O presente problema foi difícil de elaborar, por dois motivos muito especiais: trata-se de uma história real (até quanto nos foi possível) e tem muito a ver connosco – Avô Palaló era o nosso avô materno. Um homem rude, digno, inteligente e respeitado – adjectivos hoje difíceis de juntar, neste “trepa que trepa, por cima de toda a folha”. Sereno nas atitudes, cedo aprendeu a desenvolver o poder de observação, para defesa própria, e a aperfeiçoar o raciocínio. Deixou de ser rapaz e estreou-se homem, num largo poeirento. Em plena campina, agarrado à enxada, e da boca da futura esposa, recebeu a alcunha de Palaló, inexistente nos dicionários, mas que se traduzia, na gíria do povo, por “pintainho com farronfas de galo”. Subiu na vida com o esforço do trabalho, que, ao contrário de muitos, viu reconhecido pelo lavrador João Andrade, em cujas propriedades começou por assalariado.

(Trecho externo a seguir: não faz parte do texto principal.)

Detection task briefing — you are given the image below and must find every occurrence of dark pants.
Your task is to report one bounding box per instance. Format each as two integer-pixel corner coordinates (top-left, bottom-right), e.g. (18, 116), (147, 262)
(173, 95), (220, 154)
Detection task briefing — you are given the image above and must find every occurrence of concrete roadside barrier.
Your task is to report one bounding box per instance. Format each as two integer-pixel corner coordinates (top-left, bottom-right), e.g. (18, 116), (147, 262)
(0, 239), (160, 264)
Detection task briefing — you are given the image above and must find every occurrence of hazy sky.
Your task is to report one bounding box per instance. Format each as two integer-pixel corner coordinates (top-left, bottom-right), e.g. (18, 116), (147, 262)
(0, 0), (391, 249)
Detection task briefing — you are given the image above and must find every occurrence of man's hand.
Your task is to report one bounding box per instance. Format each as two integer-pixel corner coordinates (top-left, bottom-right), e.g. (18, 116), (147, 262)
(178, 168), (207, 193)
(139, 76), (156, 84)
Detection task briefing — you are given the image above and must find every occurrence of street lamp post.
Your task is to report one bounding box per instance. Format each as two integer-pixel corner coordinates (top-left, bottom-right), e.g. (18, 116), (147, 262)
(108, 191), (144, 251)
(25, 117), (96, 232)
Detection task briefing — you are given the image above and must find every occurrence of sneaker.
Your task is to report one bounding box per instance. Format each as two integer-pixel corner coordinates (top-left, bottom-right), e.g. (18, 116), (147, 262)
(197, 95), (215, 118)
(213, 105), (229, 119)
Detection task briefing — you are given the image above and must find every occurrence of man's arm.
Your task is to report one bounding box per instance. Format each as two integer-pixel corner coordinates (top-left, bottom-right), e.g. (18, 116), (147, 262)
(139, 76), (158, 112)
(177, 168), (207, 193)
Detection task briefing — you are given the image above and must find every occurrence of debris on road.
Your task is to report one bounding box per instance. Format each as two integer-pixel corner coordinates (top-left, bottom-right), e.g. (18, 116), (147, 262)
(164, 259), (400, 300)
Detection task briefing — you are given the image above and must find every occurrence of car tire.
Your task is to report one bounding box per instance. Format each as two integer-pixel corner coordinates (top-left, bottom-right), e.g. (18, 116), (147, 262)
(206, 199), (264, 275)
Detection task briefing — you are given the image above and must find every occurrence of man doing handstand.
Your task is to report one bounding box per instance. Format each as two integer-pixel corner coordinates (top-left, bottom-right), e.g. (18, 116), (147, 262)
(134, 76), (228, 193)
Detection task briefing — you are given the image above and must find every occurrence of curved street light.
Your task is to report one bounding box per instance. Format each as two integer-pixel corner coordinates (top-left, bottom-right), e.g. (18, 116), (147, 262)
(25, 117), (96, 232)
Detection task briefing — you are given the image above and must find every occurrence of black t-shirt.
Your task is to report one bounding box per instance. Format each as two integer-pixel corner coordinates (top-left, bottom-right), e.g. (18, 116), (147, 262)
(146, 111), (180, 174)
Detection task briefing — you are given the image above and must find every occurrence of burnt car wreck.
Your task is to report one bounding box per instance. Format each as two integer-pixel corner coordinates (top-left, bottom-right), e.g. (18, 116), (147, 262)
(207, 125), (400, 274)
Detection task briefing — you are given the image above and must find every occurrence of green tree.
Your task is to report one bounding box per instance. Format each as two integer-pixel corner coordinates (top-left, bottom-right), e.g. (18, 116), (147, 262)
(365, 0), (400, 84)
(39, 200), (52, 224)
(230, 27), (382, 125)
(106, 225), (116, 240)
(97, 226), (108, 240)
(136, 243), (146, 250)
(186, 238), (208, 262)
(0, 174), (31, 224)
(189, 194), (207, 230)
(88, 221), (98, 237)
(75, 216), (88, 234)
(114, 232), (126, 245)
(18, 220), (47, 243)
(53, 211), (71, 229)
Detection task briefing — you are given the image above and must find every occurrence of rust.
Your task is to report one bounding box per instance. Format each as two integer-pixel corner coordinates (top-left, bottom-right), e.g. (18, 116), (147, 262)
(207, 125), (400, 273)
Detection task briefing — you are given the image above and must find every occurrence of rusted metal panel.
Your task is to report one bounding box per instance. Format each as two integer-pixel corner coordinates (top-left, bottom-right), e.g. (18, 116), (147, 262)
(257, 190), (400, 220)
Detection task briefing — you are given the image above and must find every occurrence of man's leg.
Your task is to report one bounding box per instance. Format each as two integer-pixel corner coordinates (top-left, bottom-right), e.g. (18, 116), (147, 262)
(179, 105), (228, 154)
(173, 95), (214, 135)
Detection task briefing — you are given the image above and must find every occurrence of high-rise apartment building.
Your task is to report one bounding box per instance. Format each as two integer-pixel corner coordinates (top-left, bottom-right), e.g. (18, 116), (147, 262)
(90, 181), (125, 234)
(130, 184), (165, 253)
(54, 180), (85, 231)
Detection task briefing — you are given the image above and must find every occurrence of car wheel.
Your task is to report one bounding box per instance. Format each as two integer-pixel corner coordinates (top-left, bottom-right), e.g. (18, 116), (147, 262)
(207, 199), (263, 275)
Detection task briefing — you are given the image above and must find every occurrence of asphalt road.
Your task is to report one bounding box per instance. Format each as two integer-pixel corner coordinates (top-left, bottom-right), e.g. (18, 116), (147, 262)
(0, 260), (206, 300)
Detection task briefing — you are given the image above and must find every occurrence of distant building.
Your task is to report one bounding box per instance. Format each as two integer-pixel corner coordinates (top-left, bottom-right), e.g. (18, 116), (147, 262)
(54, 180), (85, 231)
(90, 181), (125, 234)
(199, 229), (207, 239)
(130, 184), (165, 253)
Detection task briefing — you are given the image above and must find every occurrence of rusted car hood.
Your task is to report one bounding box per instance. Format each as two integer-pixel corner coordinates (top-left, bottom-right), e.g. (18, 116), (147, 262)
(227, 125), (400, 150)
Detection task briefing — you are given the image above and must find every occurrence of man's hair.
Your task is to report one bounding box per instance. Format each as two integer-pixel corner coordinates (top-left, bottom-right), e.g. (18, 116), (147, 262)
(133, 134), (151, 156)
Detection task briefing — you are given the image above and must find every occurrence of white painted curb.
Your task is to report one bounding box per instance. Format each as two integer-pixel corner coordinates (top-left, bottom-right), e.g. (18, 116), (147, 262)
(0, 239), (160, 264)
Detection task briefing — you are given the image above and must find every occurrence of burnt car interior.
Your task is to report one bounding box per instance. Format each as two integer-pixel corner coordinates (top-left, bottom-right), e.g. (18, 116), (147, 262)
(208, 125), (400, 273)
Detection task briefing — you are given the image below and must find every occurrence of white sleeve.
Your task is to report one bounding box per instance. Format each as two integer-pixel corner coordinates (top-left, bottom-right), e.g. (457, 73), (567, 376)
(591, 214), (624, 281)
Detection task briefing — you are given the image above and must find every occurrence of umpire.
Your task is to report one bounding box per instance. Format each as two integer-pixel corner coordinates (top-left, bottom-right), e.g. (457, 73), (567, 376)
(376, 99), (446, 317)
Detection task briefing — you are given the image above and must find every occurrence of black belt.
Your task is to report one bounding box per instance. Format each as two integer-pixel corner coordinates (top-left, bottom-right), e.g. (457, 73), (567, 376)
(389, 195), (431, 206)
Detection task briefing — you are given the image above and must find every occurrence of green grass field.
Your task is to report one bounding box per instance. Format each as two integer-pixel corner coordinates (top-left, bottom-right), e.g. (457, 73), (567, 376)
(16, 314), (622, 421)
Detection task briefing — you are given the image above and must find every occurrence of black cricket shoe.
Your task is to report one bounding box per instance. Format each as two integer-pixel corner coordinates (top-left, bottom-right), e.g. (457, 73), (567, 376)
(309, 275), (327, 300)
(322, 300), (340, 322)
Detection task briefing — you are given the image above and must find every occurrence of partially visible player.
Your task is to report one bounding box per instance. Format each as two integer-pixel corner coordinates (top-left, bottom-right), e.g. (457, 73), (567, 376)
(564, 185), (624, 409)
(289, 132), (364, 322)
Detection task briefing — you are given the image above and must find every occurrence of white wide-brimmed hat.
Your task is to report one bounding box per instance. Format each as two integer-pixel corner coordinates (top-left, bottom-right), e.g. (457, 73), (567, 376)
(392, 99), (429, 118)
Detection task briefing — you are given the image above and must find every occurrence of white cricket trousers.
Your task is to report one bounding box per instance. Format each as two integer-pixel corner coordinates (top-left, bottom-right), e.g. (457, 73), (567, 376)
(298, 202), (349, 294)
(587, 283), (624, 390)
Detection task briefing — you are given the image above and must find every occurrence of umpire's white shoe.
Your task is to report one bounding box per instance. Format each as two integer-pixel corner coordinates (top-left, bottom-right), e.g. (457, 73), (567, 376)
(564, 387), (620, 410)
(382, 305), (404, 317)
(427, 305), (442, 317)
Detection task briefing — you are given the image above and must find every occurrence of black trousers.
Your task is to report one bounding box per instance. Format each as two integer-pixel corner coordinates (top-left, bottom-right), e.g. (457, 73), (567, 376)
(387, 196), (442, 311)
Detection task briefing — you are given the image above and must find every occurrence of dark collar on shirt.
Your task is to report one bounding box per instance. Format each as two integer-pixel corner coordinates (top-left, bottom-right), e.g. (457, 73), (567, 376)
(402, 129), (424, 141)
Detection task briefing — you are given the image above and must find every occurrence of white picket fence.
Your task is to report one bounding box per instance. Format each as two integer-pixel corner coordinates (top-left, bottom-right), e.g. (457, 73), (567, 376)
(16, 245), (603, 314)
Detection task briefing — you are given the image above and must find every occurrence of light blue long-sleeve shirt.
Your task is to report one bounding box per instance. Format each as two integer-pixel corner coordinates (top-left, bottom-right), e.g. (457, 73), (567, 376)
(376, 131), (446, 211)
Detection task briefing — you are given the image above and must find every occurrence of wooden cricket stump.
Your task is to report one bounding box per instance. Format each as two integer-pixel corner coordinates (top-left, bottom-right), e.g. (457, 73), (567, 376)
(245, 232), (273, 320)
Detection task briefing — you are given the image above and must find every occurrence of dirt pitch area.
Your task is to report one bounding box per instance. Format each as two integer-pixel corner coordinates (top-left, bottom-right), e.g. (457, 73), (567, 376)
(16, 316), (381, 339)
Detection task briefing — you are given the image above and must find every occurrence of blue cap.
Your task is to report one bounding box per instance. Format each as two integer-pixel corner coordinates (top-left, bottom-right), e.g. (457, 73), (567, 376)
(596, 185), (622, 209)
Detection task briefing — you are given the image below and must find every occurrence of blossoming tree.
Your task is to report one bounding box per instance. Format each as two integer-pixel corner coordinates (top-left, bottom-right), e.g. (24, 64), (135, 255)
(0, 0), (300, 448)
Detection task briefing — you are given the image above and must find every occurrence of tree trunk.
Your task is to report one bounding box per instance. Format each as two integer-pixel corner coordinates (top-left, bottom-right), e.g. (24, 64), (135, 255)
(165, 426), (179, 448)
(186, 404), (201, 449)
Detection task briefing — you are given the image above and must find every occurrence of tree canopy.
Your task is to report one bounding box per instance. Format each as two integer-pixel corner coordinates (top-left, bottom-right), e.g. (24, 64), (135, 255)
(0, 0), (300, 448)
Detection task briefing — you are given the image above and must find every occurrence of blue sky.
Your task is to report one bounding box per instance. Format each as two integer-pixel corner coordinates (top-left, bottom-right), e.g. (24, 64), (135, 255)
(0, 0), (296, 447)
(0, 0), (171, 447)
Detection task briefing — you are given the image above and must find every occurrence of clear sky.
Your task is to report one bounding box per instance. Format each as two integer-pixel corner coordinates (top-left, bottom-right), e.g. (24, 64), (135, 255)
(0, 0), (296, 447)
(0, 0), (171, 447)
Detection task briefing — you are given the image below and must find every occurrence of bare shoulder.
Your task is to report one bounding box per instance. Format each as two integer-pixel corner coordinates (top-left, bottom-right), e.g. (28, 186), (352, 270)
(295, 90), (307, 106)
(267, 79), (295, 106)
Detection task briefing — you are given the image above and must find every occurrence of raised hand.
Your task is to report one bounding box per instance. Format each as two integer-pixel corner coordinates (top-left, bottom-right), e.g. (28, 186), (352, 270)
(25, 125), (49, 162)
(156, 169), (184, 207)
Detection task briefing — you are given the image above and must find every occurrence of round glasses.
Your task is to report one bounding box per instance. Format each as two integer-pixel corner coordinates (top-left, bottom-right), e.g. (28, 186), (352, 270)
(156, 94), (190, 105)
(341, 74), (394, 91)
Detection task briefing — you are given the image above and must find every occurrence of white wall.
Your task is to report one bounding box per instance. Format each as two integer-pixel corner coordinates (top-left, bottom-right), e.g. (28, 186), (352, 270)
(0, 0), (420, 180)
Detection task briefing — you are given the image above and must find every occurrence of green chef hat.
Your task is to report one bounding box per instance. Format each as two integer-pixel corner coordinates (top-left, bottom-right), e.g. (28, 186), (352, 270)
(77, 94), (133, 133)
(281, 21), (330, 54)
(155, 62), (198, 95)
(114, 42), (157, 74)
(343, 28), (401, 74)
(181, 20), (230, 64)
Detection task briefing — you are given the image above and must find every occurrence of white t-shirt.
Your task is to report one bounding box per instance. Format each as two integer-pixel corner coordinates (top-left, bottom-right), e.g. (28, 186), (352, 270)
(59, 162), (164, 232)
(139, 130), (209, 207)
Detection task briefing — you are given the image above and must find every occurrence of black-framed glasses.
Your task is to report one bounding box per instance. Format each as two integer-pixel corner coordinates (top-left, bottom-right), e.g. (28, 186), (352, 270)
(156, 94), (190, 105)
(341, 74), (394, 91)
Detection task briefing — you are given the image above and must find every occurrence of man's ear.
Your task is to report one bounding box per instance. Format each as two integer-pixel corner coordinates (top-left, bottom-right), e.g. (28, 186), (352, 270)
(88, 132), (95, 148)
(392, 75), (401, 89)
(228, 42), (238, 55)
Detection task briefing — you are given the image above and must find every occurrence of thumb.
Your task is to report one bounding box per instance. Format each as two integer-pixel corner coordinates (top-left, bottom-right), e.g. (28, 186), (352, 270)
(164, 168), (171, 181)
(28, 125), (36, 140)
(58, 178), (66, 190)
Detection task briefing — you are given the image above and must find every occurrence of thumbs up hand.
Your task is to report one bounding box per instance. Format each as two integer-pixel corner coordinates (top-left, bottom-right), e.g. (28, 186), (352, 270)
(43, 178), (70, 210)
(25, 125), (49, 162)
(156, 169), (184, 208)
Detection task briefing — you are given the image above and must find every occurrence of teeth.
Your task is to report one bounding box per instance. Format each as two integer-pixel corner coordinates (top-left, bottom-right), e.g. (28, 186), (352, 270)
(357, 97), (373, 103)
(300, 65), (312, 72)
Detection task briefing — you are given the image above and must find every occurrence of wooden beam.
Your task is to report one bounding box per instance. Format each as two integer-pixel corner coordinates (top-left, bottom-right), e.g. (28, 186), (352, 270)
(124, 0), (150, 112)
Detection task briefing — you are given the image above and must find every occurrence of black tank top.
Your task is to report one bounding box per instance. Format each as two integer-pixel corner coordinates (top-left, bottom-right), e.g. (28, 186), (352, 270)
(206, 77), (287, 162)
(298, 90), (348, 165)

Chegou a capataz e eficiente gestor, antes de adquirir a independência e património próprio. No trato com os homens, aprendeu a conhecê-los, tal como distinguia a boa terra da improdutiva. Mas… há sempre um mas. As boas intenções e a amizade ignoraram a capacidade de reconhecer a fera ferida. Zé Grilo perdera-se, por amizade. E, na loucura da perda, preparou, disfarçou e, com frieza inusitada, executou o crime premeditado. Algo que ao ponderado Avô Palaló nunca passaria pela cabeça; e não podia perdoar-se por, com o seu convite para a “matança”, ter proporcionado o assassínio.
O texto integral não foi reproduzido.